The experience, Olsen recalls, “really drove home, for me, how little we are taught about our bodies ... how surface-level our knowledge of anatomy is.”
It’s why she recalls it being “awesome” that her surgeon showed her photos of her “innards” taken during the surgery — and that she briefly considered trying to keep her removed tubes in a jar, as a souvenir (her partner drew the line). But bottom line, Olsen says, “The difference for me in my life between tubal removal and ligation is none. ... I wasn’t, like, attached to keeping them in my body.”
Same goes for Savannah Blouin, 22, of Connecticut, who is also certain that she’ll never want to have kids — so certain, in fact, that she’s already had a salpingectomy.

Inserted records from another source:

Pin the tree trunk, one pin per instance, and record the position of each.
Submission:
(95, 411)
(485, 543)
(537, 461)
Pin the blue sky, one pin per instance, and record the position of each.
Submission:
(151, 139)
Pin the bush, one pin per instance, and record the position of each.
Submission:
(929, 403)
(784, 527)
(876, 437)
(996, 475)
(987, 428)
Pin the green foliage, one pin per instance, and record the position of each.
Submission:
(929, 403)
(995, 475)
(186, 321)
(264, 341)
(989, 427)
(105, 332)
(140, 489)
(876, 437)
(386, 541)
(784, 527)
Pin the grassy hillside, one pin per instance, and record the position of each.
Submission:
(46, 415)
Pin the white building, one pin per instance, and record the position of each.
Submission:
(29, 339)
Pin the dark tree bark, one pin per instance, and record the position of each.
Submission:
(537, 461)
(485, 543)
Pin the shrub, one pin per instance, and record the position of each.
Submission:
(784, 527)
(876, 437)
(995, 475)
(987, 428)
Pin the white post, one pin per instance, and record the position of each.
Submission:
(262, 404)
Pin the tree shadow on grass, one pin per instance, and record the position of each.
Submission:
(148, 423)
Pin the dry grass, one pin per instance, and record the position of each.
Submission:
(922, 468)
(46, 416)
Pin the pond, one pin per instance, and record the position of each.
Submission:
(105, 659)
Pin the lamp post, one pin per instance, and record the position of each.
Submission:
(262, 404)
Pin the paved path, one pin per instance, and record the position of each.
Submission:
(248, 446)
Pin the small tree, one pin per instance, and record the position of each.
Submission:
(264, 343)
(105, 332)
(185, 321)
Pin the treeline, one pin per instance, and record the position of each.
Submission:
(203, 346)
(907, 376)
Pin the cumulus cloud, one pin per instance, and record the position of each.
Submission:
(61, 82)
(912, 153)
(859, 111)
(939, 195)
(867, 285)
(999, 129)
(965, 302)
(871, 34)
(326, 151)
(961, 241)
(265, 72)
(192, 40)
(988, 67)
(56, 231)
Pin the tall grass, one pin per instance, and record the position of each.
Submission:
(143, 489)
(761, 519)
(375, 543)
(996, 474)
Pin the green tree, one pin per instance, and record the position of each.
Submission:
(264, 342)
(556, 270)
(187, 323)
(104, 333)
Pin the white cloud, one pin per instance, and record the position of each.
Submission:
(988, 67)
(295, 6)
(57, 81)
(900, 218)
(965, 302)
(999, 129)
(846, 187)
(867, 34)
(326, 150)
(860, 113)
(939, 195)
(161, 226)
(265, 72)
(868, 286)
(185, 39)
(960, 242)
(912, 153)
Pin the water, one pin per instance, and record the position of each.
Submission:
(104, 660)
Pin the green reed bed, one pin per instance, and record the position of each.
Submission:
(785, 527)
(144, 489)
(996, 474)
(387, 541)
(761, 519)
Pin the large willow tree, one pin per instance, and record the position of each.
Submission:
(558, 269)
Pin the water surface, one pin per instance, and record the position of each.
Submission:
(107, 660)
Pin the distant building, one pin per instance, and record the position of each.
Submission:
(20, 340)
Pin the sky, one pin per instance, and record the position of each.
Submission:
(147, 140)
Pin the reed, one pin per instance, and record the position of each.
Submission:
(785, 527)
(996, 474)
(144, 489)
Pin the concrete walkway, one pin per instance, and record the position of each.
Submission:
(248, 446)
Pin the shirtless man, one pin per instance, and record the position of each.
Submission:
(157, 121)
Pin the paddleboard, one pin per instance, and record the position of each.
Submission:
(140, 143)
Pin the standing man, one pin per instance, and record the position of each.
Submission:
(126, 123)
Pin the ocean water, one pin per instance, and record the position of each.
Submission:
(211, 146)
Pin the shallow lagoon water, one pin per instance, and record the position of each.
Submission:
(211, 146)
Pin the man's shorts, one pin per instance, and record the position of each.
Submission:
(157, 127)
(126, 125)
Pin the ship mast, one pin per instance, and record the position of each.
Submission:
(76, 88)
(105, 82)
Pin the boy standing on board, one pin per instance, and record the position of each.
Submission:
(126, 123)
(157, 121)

She had planned to wait until she was 28 but “got it done so early because ... with the overturning of Roe v. Wade, I was concerned about trigger laws hindering the surgery in the future,” Blouin tells Yahoo Life.
“I had gone to my doctor asking for my tubes to be tied, and she told me that removing them will be a better option for me: Since I’m 22, the chance of my body regenerating and my tubes growing back together was too high for my comfort,” she says, noting that, unlike Olsen, she didn’t have trouble finding a doctor to comply with her wishes. “She also informed me of the recent discovery that ... ovarian cancer starts in the tubes, so if I’m not using them, it’s smart to take them out.”
Blouin now calls that reduced risk “a bonus perk” of the surgery, which “took 90 minutes” and was “largely laparoscopic,” with a small incision on each hip. The surgeon did, however, have to go in transvaginally in order to manipulate her uterus for clearer viewing during the procedure, she says.
“Recovery was easy,” she says, adding that “the most painful part was the intubation” but that “the pain and cramping only lasted about three days, and I was able to get through with very little use of the painkillers provided. I was back to work in a week.”
Also unlike Olsen, who left her fallopian tubes with the surgeon, Blouin fought to keep hers, and soon thereafter had them preserved in resin to be made into a necklace — something she shared on social media, landing her in the New York Post.
“I wanted to keep them and put them in jewelry because I thought it’d be funny, to be honest,” Blouin says about the surprisingly tiny, wormlike tubes. “My mom always joked about how she wished she made her fallopian tubes into earrings, so when I scheduled the surgery, I told my surgeon that’s exactly what I wanted to fulfill.”
Though her surgeon was “intrigued,” the hospital’s initial response was to say no, prompting her to learn the state laws allowing a surgery patient to keep specimens, and to write a letter to the hospital saying she’d pursue legal action if it wouldn’t hand her tubes over. Now, she says, wearing them makes her feel “empowered,” and she’s been vocal about her experience in the hopes of making others feel that way too.
“It’s well worth the surgery to have peace of mind, and never have to worry about a pregnancy scare again,” Blouin says, adding, “You can still get pregnant through IVF if you decide you want a biological pregnancy in the future. I see the surgery as low-risk, high-reward.”